Pork Tenderloin Nectarine Salad Recipe
- 1/4 cup balsamic vinegar
- 1/4 cup maple syrup
- 2 tablespoons olive oil
- 1 pound pork tenderloin, cut into 1/4-inch slices
- 6 cups spring mix salad greens
- 4 medium nectarines, sliced
- 4 ounces Havarti cheese, cubed
- 1/2 cup sliced sweet onion
- 1/4 cup honey-roasted almonds
- 1 cup honey mustard salad dressing
- 1. In a large resealable plastic bag, combine the vinegar, syrup and oil.

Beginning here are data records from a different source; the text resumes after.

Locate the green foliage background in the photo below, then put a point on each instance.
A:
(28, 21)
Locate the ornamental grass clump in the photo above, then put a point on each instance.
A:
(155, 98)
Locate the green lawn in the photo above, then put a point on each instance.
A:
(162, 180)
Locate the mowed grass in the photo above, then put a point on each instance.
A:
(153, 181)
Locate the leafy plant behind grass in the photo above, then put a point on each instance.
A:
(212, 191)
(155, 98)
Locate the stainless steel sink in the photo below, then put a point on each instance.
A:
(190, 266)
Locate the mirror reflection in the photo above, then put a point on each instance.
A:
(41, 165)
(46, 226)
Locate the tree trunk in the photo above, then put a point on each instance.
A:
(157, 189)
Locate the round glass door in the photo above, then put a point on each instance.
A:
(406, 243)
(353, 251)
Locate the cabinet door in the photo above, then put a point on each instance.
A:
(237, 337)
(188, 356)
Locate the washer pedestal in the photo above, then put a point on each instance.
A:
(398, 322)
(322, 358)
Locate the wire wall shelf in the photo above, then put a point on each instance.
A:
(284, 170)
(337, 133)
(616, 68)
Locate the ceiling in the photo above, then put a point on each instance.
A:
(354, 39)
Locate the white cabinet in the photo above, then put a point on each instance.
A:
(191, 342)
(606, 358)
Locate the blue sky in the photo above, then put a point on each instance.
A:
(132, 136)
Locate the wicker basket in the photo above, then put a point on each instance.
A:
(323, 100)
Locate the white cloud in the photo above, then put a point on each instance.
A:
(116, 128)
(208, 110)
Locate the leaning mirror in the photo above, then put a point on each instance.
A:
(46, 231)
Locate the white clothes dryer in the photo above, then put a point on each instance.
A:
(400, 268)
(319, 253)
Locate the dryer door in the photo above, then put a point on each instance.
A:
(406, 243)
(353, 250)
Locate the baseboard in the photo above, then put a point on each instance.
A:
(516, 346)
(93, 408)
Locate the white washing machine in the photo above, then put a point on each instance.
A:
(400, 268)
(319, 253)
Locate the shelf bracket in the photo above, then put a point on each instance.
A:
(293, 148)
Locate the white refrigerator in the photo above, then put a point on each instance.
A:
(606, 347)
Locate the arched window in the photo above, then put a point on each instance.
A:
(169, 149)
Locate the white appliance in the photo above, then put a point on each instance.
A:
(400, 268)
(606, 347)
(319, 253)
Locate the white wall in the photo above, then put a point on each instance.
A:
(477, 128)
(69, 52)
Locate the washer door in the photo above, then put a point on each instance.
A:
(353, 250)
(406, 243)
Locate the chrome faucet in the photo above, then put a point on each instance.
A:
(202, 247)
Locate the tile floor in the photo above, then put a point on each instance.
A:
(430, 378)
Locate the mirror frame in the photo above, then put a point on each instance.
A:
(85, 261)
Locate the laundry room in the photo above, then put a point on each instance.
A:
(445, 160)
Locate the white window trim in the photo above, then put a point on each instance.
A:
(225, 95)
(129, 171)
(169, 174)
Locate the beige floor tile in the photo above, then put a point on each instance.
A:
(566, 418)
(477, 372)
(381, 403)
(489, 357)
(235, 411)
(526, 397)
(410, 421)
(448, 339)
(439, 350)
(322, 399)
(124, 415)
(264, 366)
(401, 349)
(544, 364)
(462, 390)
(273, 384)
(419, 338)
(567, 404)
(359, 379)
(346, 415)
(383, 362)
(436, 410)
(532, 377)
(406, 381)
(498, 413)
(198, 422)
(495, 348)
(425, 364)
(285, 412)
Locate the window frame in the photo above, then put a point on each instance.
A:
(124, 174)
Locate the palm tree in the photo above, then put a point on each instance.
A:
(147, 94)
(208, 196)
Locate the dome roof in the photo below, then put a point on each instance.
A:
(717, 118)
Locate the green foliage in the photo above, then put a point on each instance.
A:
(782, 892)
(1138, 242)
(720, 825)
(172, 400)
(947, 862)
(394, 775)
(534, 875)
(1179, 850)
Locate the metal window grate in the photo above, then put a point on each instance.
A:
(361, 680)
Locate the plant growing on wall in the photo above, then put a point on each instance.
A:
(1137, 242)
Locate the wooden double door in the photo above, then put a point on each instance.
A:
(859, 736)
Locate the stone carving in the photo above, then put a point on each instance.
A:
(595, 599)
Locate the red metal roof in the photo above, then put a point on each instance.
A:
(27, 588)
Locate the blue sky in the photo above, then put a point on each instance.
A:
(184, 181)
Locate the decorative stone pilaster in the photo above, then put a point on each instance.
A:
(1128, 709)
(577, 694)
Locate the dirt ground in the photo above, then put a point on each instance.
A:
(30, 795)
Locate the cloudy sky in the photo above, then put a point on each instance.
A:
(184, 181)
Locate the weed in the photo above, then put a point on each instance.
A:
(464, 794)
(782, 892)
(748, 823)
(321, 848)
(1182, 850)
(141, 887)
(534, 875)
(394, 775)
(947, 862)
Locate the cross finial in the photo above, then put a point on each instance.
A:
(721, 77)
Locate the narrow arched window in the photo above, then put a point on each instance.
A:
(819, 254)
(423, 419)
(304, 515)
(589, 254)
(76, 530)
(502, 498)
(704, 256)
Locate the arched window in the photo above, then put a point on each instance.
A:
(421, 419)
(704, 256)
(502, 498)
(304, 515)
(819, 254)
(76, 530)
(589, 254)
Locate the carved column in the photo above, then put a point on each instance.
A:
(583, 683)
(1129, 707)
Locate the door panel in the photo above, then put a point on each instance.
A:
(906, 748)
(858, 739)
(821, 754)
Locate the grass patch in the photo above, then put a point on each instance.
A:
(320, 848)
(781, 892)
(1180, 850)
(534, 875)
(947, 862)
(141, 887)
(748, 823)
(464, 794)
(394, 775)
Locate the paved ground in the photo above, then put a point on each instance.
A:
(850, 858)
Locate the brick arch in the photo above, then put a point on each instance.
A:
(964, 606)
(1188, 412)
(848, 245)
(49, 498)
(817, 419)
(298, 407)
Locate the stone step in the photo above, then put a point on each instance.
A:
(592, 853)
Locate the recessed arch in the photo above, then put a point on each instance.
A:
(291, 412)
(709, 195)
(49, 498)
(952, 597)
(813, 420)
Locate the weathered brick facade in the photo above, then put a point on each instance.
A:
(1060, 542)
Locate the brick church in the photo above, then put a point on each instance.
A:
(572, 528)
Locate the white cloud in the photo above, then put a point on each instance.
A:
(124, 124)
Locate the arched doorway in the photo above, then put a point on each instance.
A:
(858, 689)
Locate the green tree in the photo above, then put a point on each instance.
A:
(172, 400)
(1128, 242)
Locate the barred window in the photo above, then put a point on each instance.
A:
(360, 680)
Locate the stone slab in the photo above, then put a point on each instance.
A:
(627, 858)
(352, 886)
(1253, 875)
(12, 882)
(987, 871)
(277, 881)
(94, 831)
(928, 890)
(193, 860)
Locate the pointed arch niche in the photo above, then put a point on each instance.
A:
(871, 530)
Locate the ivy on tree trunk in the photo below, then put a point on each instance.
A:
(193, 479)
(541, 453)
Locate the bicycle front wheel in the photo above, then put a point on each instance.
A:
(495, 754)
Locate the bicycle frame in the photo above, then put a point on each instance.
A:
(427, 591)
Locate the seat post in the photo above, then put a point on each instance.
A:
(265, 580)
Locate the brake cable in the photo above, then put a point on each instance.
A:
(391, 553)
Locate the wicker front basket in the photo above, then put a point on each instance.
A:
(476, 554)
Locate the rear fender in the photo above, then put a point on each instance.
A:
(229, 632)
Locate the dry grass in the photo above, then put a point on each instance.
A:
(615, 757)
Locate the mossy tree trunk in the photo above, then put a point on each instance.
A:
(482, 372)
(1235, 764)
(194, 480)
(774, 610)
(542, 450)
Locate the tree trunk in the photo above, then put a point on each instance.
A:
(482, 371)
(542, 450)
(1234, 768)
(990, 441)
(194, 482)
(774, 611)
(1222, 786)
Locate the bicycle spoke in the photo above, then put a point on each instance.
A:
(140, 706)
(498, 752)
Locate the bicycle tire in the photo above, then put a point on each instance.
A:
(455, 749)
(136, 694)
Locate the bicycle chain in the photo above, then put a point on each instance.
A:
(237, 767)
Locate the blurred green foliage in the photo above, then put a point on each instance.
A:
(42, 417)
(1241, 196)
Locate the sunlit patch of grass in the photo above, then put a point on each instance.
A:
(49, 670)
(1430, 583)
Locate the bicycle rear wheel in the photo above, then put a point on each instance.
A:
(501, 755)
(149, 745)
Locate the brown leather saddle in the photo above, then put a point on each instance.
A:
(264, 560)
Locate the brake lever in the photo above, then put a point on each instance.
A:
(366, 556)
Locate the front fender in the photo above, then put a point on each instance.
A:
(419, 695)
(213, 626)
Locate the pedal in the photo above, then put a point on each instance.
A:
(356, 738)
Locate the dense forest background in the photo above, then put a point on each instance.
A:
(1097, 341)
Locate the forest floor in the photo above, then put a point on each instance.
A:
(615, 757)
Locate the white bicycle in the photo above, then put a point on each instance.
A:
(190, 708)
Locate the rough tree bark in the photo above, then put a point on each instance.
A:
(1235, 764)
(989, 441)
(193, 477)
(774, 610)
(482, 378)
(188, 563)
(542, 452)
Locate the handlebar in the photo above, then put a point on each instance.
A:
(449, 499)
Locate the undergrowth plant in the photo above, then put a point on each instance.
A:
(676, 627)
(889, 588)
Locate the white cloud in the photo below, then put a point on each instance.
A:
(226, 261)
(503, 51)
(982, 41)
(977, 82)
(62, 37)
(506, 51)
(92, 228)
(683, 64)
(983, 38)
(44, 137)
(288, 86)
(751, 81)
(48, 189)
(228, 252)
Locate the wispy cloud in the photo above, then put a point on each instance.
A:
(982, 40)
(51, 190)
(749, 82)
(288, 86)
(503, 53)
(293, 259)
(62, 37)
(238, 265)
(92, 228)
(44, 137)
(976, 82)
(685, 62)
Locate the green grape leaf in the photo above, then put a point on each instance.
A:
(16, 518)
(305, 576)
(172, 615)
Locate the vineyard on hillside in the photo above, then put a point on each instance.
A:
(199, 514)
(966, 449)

Add pork; seal bag and turn to coat. Refrigerate for 8 hours or overnight.
- 2. Drain and discard marinade. Using long-handled tongs, moisten a paper towel with cooking oil and lightly coat the grill rack. Grill pork, covered, over medium heat or broil 4 in. from the heat for 2-3 minutes on each side or until tender.
- 3. Divide salad greens among six plates; top with pork, nectarines, cheese, onion and almonds. Drizzle with dressing. Yield: 6 servings.
1 salad with scant 3 tablespoons dressing equals 434 calories, 27 g fat (7 g saturated fat), 60 mg cholesterol, 440 mg sodium, 28 g carbohydrate, 4 g fiber, 23 g protein.
Light-Bodied White Wine
Enjoy this recipe with a light-bodied white wine such as Sauvignon Blanc or Pinot Grigio.